As far as study problems go, procrastination is a big one.

Whenever we get an enquiry from a student, it’s usually a plea for help on how to get motivated and stay focused.

Quite often it feels like these students want a quick fix solution to their study woes… perhaps they haven’t quite got the fact that, at the end of the day, being prepared for exams means putting in the study hours.

In saying that, however, there certainly is something you can do to help your teen combat procrastination.

Without wanting to turn this article into a psychology lecture, it is important for both parents and students to understand that all of our actions boil down to what’s going on upstairs.

Our brains need reasons to do things.

What this means for your teen is that they won’t put in the study hours they need to, unless they know the reasons why they’re doing it.

As a parent, you already have reasons why you want your teen to do well in their exams.

  • You want them to leave high school with good grades.
  • You want them to have good grades so that they have lots of options available to them when they finish school
  • You want the best for them, and you understand that this will largely rely on them doing well at high school.

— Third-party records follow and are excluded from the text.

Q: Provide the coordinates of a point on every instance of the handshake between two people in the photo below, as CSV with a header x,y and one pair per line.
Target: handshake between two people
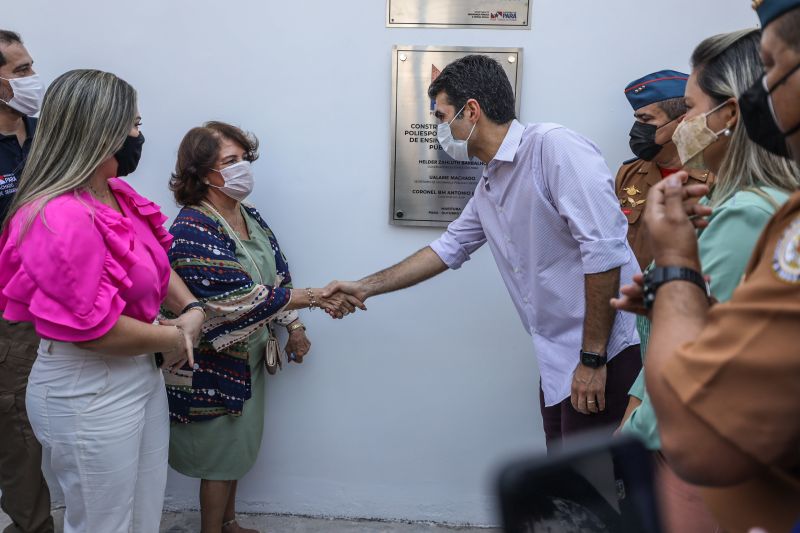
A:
x,y
341,298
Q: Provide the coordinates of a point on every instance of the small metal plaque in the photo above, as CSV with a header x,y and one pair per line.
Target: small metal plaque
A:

But does your teen have their own reasons?

Because if they don’t this will only amplify their want to procrastination.

When they’re procrastinating, they’re thinking that doing something (anything!) else is more fun than studying.

To get around this, they need to have a good hard think (and probably have a good chat with you) about why it’s important for them to do well at school.

They need to be important reasons too. Not just “Mum and Dad will get mad if I don’t study”.

They need to reasons that relate to their life and their future.

Things like:

  • I need to study hard so I get into vet school when I leave high school
  • I need good marks to get into a good College
  • I need good marks so I qualify for that scholarship
  • I need good marks so I end up with a career that I love

And don’t just make this a mental list. Make sure your teen writes all of their own reasons down.

Make sure they include reasons why they should do well, as well as reasons why they shouldn’t do badly.

This is because the thought of not getting good grades, not getting into the college they want, not going into the career they want, will be much more powerful motivators than ‘getting good grades’.

So off to the books they will go.

Once your teen has figured out why it’s important for them to study, for them to get good grades, for them to do well at school, it will become much easier to squash the urge to procrastinate.

This is a technique that we still use today.

Whenever there’s a task ahead of us that we’re not overly excited about – studying or something else not terribly fun – we just think, “If I don’t do it now, life’s going to be much worse for me later on.”

And it works!

So have a good chat with your teen about what’s going to motivate them when they’re not in a studying mood. They will find the answers they come up with extremely useful procrastination crushers.